You stumble into history anywhere, but here it feels more pronounced. I think it’s a mixture of how old the city is, plus a good few centuries of cultural hegemony all aligning with my own interests. Everywhere there’s just something. When I walk where the Bastille once stood, for example, following the curve of the road, I wonder how much space the prison took up, and pointlessly imagine that perhaps somewhere in the next few steps, in the weeks before the walls came down, the Marquis de Sade scrawled out 120 Days of Sodom. I live ten minutes down the road. My friend told me recently that back in the 80s his dad came to Paris with the sole intention of seeing the Bastille, completely unaware that it had been torn down two centuries before. So now whenever I’m about I also try and imagine where it was he was standing when he first realised it no longer existed.

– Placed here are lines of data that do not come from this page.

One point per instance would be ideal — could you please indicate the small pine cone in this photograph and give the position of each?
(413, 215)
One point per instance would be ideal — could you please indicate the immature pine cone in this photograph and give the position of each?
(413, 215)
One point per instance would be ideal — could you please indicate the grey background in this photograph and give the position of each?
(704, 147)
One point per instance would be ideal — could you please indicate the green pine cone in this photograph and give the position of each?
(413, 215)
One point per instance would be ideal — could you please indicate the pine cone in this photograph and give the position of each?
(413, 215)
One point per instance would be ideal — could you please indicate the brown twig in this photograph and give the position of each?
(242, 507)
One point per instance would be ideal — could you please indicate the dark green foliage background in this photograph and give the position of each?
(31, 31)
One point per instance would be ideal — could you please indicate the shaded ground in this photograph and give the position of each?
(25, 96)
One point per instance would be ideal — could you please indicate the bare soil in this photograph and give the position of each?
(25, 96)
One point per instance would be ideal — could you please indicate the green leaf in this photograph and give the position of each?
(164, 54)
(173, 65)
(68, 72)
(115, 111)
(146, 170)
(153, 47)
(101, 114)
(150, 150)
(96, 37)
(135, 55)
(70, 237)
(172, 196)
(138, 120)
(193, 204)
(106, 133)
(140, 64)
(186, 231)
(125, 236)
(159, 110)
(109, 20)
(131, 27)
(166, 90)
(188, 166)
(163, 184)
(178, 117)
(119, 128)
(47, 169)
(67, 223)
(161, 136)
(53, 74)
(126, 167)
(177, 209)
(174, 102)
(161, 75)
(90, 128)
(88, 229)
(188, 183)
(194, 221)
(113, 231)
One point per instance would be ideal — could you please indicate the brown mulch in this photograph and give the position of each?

From the 12th I veer into the 3rd and end up at Place des Vosges, where Victor Hugo lived, and where de la Rochefoucauld wrote his maxims at the Marquise de Souvré’s salon. Right there, somewhere. It’s all just there. It’s all everywhere. I think this is why it’s better to just wander about and happen upon these places, or discover after the fact that something or someone significant’s attached to its past; this way your walks are punctuated by surprise instead of being goal driven. The best walks have no checklist, they’re dictated by chance and compulsion.
This part of Paris is properly old, pre-Haussmann, with winding streets and some of the last vestiges of the medieval city. Go one way and you’re in the ancient Jewish quarter, another and you’re back to Bastille, another leads to Île Saint-Louis, etc. I followed each exit from the square and looped back around, through cobbled streets and under archways built only with horse and carriage in mind. Passing under one, at the eastern exit, I walked past a drain and the stench of shit filled the air, perhaps how this street smelt a few hundred years ago. Smell, I think, is the hardest sense to align with history, despite its attachment to our own histories; how one waft of something seemingly insignificant can send you back through your own life. But history has no sense memory. So it’s in moments like this when imagining somewhere hundreds of years ago is made a little easier, even if it is completely wrong.

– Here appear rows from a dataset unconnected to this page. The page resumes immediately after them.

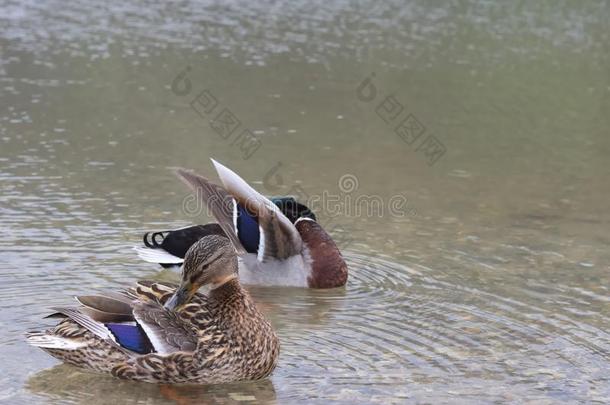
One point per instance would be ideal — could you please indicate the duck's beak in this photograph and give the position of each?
(181, 297)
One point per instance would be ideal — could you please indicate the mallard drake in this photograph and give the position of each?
(176, 242)
(163, 333)
(279, 241)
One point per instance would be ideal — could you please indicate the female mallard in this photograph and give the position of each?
(159, 333)
(279, 240)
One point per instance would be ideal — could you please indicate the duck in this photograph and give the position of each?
(159, 332)
(168, 247)
(278, 240)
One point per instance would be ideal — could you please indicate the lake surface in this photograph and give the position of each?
(458, 152)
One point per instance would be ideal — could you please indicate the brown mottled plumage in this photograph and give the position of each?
(194, 338)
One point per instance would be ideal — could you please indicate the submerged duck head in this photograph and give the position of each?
(212, 260)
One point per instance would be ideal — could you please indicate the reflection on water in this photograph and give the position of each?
(64, 382)
(495, 289)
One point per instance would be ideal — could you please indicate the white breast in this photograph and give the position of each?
(293, 271)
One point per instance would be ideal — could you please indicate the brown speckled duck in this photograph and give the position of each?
(278, 240)
(163, 333)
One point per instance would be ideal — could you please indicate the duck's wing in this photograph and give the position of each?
(134, 321)
(218, 201)
(169, 247)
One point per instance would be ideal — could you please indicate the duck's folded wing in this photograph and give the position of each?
(166, 332)
(279, 239)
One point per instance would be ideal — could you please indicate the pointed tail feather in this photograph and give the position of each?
(217, 200)
(279, 237)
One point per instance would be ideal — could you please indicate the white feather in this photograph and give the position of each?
(159, 345)
(291, 272)
(157, 256)
(261, 244)
(54, 342)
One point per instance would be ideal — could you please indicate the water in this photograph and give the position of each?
(487, 282)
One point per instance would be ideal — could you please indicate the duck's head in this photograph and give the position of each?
(212, 261)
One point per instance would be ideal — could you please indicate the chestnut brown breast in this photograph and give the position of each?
(328, 267)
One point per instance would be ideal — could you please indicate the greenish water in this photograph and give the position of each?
(487, 282)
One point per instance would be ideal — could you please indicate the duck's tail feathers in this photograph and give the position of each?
(157, 255)
(218, 201)
(47, 340)
(279, 239)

Back in the square, through the gardens and out again, I stop daydreaming and the balance is restored: I’ve ended up in front of one of the countless art galleries selling some of the most hideous art known to man. Nowhere is safe from bad taste and Paris has it by the boatload. For every old master there’s ten ‘fine art’ galleries hawking crap that makes Jeff Koons look transcendent, or at the very least capable of expressing a semblance of emotional depth.

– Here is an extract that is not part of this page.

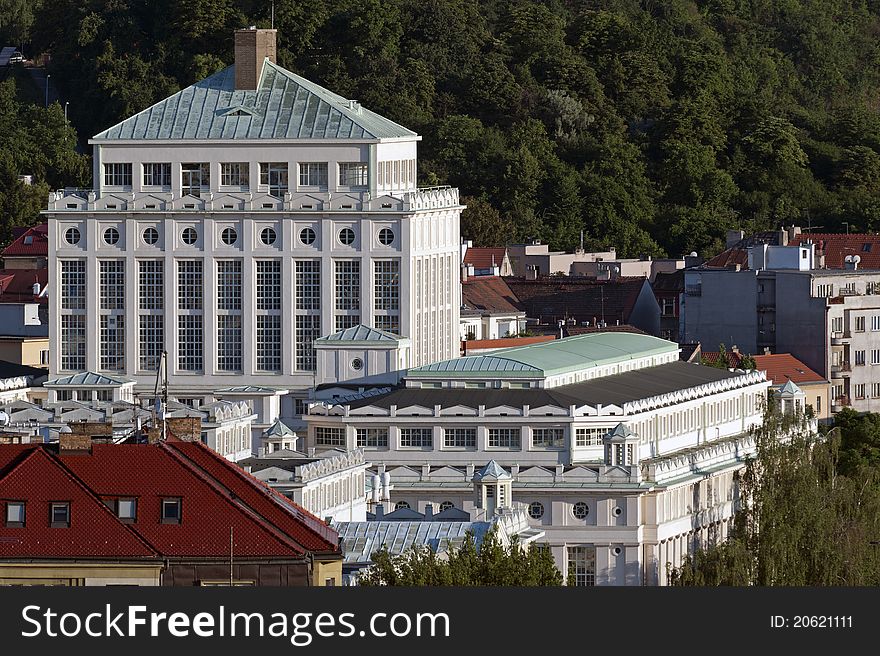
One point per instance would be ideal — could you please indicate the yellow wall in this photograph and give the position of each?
(327, 570)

I like this about Paris. There’s always something to bring you back down to earth. It would be so easy to get ahead of yourself, surrounded by some of the most beautiful buildings in the world, thinking about whose walked the same street you’re currently on, but then you turn a corner and see a Brewdog.
It’s starting to get colder, the air fresh; I’m worried I’m getting sick. On my way home I stop in front of a camera shop, standing before the window and looking at things I’ll never buy. Since I’ve moved here I’ve found myself doing this quite a lot. I’ve never really taken much interest in photography before, and I have no plans to get into it here (plus, I hate carrying things about with me, and cameras are especially cumbersome, nor do I ever feel much compulsion to take photos) but every time I pass a camera shop now I stop and look in the window. I think I just like how busy they are, the mix of old and new technology shoved in together. In this one, all the prices are listed on folded receipts attached to the top of everything, so all the black gear looks like they’re wearing little white hats.
The next morning I’m on a train to the airport, back to Glasgow for a week. As I sit there, reading, the smell of the man beside me’s aftershave overwhelming, an old man with a violin enters the carriage. Quietly he starts to play, the instrument creaking out its soft wails, a quiet dirge, building slowly into a bouncing klezmer as he taps his foot. Usually I hate buskers, and I’m returning to a city that I maintain has the worst I’ve ever encountered, but this was nice. When he finished and walked up the carriage with his cup extended I had no coins to give. Then the pre-recorded voice announced our arrival at Charles de Gaulle, where apparently it’s already Christmas. The balance, once more, is restored. On the plane back I looked at all the photos on my phone.